Com’è stato possibile aggirare il veto all’horror? Fondamentale è non mettere in scena fantasmi, apparizioni o mostri, ma se tutto questo è creato dalla mente, il problema non sussiste.

Chen Xiao è marito di una bellissima violoncellista, Meizi, interpretata da Qin Hailu, che un giorno scompare di casa. È scappata o forse c’è qualcosa di diverso dietro?
Dalla sala dove la donna suonava continua a riecchegiare una melodia ossessiva, cupa, ma allo stesso tempo triste; nella sala vivono ombre, rumori, movimenti. Ma non sono fantasmi, è una specie di presenza mentale, i ricordi e i desideri di Chen Xiao che si mescolano alla sua paura e ridanno vita alla moglie.
E la vita di Chen Xiao continua, in un via vai dall’obitorio, in cerca di un corpo che sia quello della compagna, e dall’analista, che ascolta tutti i suoi dubbi e orrori.

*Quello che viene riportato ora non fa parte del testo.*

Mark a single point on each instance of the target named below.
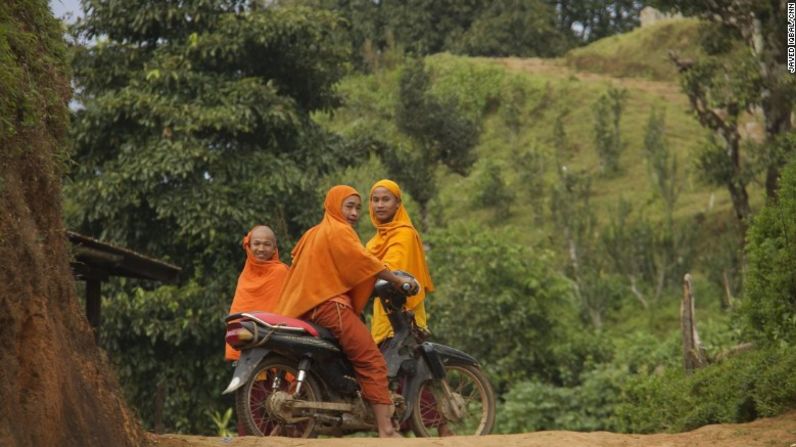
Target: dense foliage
(478, 27)
(502, 303)
(769, 305)
(195, 125)
(198, 122)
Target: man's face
(263, 244)
(384, 204)
(351, 207)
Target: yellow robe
(398, 245)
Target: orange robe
(329, 261)
(398, 245)
(329, 283)
(259, 285)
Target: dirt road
(772, 432)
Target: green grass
(480, 85)
(641, 53)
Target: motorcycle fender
(433, 361)
(446, 354)
(246, 364)
(410, 392)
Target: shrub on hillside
(504, 304)
(739, 389)
(769, 302)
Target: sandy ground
(772, 432)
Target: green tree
(441, 135)
(721, 86)
(607, 129)
(576, 221)
(504, 304)
(56, 388)
(769, 301)
(492, 191)
(756, 74)
(195, 125)
(646, 252)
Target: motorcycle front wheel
(464, 404)
(273, 374)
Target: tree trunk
(56, 389)
(693, 354)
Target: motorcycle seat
(288, 322)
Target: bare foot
(444, 431)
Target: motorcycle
(292, 378)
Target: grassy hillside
(641, 53)
(547, 89)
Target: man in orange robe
(261, 280)
(329, 283)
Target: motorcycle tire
(250, 399)
(471, 393)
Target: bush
(502, 303)
(739, 389)
(769, 302)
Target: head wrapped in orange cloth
(398, 245)
(329, 261)
(261, 280)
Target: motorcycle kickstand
(304, 365)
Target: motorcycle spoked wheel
(472, 393)
(250, 399)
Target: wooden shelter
(95, 261)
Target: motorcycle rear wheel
(250, 399)
(472, 394)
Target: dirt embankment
(772, 432)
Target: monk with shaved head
(262, 277)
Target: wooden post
(693, 354)
(94, 304)
(727, 302)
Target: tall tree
(441, 135)
(760, 27)
(55, 387)
(196, 125)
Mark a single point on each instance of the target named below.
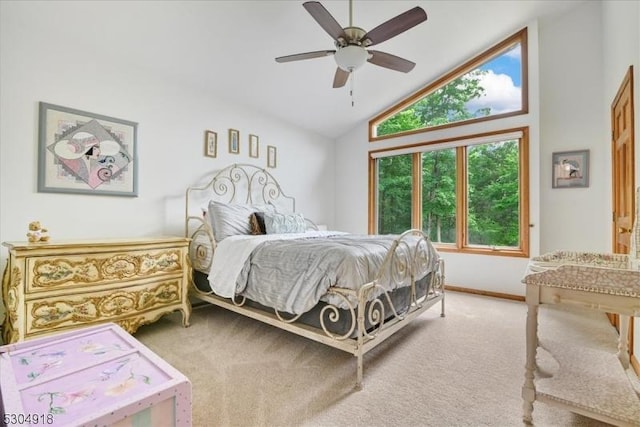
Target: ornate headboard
(236, 183)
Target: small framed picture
(570, 169)
(271, 156)
(253, 146)
(234, 141)
(210, 143)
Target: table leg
(623, 347)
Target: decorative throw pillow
(231, 219)
(277, 223)
(256, 221)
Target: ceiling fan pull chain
(353, 77)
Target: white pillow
(277, 223)
(231, 219)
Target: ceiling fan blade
(324, 18)
(306, 55)
(392, 62)
(341, 77)
(394, 26)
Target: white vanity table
(605, 282)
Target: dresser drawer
(68, 271)
(48, 314)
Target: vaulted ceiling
(228, 48)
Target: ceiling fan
(352, 43)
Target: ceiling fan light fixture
(351, 57)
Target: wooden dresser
(60, 285)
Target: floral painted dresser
(95, 376)
(59, 285)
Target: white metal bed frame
(249, 184)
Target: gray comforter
(293, 275)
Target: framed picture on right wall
(570, 169)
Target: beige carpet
(466, 369)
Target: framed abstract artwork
(86, 153)
(234, 141)
(570, 169)
(253, 146)
(271, 156)
(210, 143)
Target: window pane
(394, 194)
(493, 88)
(439, 195)
(493, 194)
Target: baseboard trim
(484, 293)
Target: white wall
(571, 100)
(39, 62)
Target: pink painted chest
(96, 376)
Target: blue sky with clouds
(502, 83)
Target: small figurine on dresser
(37, 233)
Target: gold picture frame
(254, 148)
(234, 141)
(210, 143)
(271, 156)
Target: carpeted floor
(466, 369)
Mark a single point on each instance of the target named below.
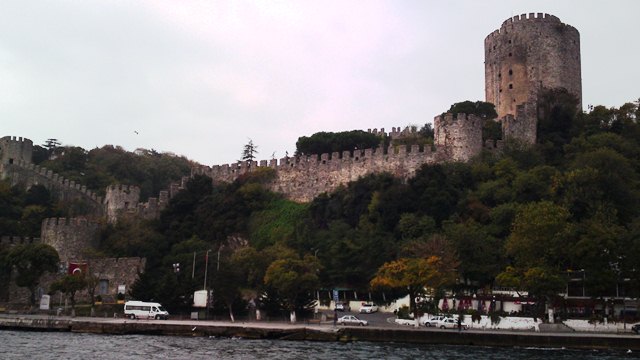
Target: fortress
(529, 53)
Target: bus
(144, 310)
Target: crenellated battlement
(52, 223)
(396, 132)
(527, 53)
(301, 178)
(508, 24)
(9, 241)
(73, 238)
(14, 149)
(123, 201)
(39, 175)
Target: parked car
(368, 308)
(449, 323)
(351, 320)
(434, 320)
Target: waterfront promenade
(320, 332)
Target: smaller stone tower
(459, 135)
(120, 199)
(13, 150)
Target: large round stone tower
(526, 54)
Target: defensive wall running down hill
(302, 178)
(73, 238)
(27, 175)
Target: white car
(433, 321)
(449, 323)
(351, 320)
(368, 308)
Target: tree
(249, 152)
(328, 142)
(539, 247)
(69, 285)
(431, 264)
(292, 278)
(485, 110)
(30, 262)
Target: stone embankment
(322, 332)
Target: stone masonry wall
(14, 149)
(303, 178)
(526, 54)
(460, 135)
(73, 239)
(27, 174)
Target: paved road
(376, 320)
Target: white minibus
(144, 310)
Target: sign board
(200, 298)
(44, 302)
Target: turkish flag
(78, 268)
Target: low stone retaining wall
(326, 333)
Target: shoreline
(320, 332)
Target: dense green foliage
(522, 217)
(98, 168)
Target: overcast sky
(201, 78)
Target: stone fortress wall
(74, 239)
(302, 178)
(16, 165)
(528, 53)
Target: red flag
(78, 268)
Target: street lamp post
(206, 267)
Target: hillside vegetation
(523, 217)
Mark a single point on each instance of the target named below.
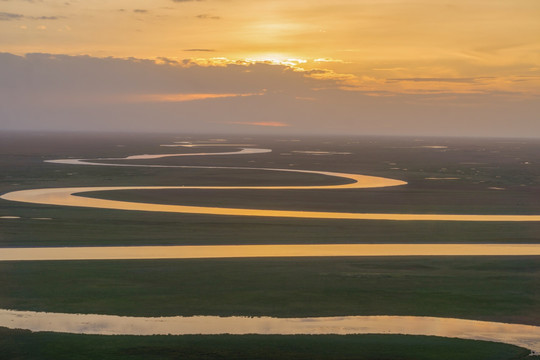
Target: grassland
(17, 344)
(498, 289)
(494, 176)
(480, 166)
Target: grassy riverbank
(485, 288)
(17, 344)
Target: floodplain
(443, 176)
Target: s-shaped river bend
(522, 335)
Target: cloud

Suffocation, l’incubo costante dell’uomo di annegare, affondare in un’atmosfera verde, sospesa, culla e simbolo del dramma che sta vivendo.
Infatti la moglie gli appare, come immagine della mente, sotto forma di ricordo, dal corpo intatto o lasciando intuire segni di violenza. Chen Xiao sta forse nascondendo qualcosa? È forse lui la causa di questa scomparsa? Vedendo il film non si può evitare di farsi venire alla mente un’opera come Un Chién Andalou di Bunuel; non per quanto riguarda la narrazione in sé stessa, che nel nostro caso si sviluppa in modo più tradizionale, seppure fortemente caratterizzata da una forte visione psicologica dell’evento, bensì per l’atmosfera che riesce a creare. Il mare, la costa, vista come una proiezione dell’inconscio e allo stesso tempo come luogo di dove tutto va a finire; la casa, abitualmente luogo di intimità e protezione, diventa il luogo dell’ossessione, del dolore, della materializzazione di tutte le paure.

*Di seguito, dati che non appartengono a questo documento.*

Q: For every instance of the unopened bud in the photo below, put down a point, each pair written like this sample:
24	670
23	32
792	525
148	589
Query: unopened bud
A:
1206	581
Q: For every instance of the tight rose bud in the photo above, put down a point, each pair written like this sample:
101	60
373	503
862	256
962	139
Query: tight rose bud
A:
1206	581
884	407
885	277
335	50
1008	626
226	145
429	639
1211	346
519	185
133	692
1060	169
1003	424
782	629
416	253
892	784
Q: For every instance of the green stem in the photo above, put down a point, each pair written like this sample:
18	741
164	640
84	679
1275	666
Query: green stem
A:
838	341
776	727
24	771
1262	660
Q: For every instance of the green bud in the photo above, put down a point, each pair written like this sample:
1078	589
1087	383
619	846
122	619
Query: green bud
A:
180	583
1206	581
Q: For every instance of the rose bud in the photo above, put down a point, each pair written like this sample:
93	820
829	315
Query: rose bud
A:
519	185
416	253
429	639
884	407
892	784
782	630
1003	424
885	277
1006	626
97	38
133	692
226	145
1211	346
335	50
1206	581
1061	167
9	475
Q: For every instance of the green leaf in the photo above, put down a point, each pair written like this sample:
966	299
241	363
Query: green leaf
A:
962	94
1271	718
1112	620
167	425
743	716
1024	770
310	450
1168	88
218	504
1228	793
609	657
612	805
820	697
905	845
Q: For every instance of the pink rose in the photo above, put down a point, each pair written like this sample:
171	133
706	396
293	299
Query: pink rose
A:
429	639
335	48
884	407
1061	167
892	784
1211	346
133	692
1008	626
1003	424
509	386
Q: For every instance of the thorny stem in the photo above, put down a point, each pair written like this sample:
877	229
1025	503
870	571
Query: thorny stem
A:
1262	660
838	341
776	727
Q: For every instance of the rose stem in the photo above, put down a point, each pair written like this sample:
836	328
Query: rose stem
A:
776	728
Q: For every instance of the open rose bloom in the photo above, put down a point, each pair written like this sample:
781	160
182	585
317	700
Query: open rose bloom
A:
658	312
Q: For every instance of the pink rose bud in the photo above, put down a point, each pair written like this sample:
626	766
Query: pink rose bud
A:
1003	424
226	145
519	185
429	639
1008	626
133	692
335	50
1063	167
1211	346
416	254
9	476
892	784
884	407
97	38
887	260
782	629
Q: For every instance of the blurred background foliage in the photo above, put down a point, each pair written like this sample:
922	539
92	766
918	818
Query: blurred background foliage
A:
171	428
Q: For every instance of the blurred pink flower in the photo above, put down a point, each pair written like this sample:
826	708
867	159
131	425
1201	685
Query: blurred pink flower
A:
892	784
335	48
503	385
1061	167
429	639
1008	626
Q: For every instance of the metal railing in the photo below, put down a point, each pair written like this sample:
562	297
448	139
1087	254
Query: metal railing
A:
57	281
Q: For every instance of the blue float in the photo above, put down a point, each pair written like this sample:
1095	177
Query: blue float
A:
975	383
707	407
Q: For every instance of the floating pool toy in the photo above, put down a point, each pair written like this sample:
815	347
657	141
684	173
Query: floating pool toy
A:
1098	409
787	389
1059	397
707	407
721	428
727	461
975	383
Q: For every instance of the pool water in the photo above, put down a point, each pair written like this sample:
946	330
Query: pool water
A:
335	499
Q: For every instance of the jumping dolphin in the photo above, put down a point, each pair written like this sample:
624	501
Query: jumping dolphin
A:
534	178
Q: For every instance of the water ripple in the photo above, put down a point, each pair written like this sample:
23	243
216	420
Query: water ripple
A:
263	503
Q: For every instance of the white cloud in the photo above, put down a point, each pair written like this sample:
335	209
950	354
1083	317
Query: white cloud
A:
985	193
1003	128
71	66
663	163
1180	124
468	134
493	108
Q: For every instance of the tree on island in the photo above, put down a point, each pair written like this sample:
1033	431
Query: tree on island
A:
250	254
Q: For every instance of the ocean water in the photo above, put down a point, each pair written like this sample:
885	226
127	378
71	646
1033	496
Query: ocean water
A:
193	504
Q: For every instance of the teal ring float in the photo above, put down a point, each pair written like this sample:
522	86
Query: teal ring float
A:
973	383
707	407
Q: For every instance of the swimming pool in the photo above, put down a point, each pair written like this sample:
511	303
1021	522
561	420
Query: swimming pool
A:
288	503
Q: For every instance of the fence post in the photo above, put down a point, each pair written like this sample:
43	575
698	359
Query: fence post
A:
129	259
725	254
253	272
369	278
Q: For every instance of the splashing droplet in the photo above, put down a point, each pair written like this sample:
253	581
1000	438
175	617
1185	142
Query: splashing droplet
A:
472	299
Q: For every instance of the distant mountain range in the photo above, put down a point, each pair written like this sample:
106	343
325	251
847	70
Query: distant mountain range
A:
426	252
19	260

È un film sospeso, un film che pure lascia in sospeso. A volte pare persino di perdere il filo narrativo, ci lascia nell’impossibilità di comprendere qualcosa, ma è ciò a cui ci porta spontaneamente, la perdita della coscienza: è un film che ci trascina e travolge nello stesso incubo di Chen Xiao, e ci soffoca, conducendoci verso il fondo con lui.

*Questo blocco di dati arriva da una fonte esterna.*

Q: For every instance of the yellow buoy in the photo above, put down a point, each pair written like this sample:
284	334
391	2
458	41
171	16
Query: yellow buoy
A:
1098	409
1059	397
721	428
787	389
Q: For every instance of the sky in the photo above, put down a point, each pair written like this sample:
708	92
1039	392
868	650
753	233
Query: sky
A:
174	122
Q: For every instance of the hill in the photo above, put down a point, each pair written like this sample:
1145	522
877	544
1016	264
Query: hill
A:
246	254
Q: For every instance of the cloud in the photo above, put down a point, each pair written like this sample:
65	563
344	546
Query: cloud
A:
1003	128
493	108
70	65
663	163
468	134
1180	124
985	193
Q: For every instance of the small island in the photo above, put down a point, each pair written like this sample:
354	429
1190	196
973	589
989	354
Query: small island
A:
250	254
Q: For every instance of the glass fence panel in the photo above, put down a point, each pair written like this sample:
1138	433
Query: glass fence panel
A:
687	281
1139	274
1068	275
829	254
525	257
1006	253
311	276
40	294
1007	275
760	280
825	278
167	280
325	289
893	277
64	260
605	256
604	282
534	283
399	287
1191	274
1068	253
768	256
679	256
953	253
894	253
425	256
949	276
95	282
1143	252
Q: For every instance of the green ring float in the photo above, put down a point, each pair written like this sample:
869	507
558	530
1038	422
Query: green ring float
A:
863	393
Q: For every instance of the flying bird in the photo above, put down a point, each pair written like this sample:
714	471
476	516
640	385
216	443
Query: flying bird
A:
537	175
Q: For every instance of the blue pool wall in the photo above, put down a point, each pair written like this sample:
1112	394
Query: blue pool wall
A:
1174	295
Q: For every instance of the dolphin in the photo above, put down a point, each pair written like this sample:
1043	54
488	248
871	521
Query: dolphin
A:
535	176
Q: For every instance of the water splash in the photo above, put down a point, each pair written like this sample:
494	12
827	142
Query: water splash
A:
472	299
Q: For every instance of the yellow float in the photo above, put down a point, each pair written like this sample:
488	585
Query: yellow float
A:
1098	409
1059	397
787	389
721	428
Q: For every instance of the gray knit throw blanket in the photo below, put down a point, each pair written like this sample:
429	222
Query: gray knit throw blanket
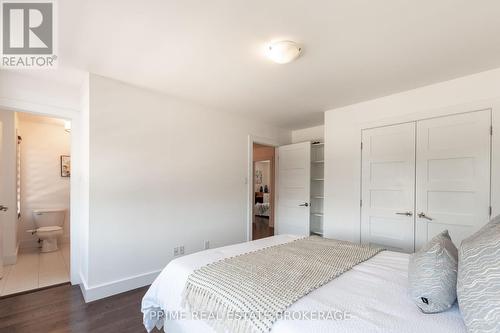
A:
248	292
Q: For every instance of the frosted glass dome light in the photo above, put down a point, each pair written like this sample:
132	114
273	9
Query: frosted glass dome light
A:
284	51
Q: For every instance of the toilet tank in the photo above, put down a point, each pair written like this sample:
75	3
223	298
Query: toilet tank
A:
49	217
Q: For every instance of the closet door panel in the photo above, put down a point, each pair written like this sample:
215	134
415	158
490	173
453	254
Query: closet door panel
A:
453	175
388	187
294	177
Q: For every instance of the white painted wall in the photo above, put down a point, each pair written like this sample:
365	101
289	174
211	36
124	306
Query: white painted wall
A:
8	219
316	133
44	140
156	181
37	92
343	136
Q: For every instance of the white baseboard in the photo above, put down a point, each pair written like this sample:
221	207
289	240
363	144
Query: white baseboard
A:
93	293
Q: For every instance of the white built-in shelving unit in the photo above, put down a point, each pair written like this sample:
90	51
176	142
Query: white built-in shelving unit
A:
317	187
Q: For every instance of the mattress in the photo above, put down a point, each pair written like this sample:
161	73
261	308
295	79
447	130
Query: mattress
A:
371	297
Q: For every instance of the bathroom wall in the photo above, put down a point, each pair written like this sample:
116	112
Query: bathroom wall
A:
265	169
8	219
44	140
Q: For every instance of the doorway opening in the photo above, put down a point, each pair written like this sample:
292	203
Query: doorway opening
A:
263	191
35	171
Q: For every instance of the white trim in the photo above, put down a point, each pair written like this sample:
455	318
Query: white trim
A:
250	190
74	116
93	293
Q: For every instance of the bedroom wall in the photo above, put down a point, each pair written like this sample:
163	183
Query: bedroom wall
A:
343	136
163	173
309	134
44	140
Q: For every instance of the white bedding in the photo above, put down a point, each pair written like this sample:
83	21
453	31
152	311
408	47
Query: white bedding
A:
373	294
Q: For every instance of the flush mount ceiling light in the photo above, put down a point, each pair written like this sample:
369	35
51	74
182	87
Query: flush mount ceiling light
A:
284	51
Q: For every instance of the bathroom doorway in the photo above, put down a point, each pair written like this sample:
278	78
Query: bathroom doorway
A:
264	191
35	170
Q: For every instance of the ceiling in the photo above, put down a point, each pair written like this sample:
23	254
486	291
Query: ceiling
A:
211	52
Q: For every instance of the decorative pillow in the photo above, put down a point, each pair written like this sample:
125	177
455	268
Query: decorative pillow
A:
432	274
478	287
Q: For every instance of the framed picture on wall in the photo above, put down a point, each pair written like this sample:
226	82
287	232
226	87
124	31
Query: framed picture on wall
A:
65	166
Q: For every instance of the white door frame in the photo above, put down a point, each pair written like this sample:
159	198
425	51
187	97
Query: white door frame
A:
250	188
76	191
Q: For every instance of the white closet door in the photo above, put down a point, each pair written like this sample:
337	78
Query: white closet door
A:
453	175
388	187
294	177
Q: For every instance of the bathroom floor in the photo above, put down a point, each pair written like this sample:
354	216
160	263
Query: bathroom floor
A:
35	270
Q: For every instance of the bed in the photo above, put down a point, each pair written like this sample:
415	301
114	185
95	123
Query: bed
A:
373	293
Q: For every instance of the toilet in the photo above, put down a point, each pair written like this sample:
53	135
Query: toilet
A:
49	226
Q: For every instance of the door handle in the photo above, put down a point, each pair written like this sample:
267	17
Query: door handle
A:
423	216
405	213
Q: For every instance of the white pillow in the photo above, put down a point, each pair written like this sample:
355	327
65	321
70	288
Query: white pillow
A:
478	286
432	274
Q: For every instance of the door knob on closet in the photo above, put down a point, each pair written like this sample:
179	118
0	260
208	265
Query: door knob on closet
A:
423	216
405	213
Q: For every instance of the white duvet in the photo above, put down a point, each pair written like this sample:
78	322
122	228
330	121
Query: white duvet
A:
373	294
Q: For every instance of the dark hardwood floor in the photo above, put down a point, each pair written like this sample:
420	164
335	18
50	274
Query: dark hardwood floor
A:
261	228
62	309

Probabilmente Suffocation, nonostante in patria sia risultato un grandissimo successo commerciale (forse più che altro, per la fama che è riuscito a crearsi) non è un film che facilmente può essere apprezzato dal pubblico nostrano. Troppo riflessivo, e fatto di pensieri e visioni che non sviluppano una narrazione lineare, come siamo abituati, bensì una narrazione che definiremmo spiraliforme, che affonda sempre più dentro sé stessa per portarci ad un punto che non è una vera fine e neppure una vera risoluzione.
Suffocation è, comunque, un film che si santifica su grande schermo, lasciando che lo spettatore venga avvolto dalle immagini, dalla sua fotografia cupa e tanto simile alle atmosfere oniriche. È una pellicola che ricorda dei pensieri vaghi, delle riflessioni che non si riescono a cogliere appieno, e che per questo inquietano e spaventano.
A nostro avviso è il film giusto per dare avvio, magari, ad un nuovo genere cinematografico per la cultura della Mainland Cina, l’horror psicologico, simile alle atmosfere di un lavoro come Three…Extremes che, crediamo, può ispirare molte più inquietudini che i terrifici inseguimenti di mostri e fantasmi a cui ci ha abituato il new horror giapponese negli ultimi anni.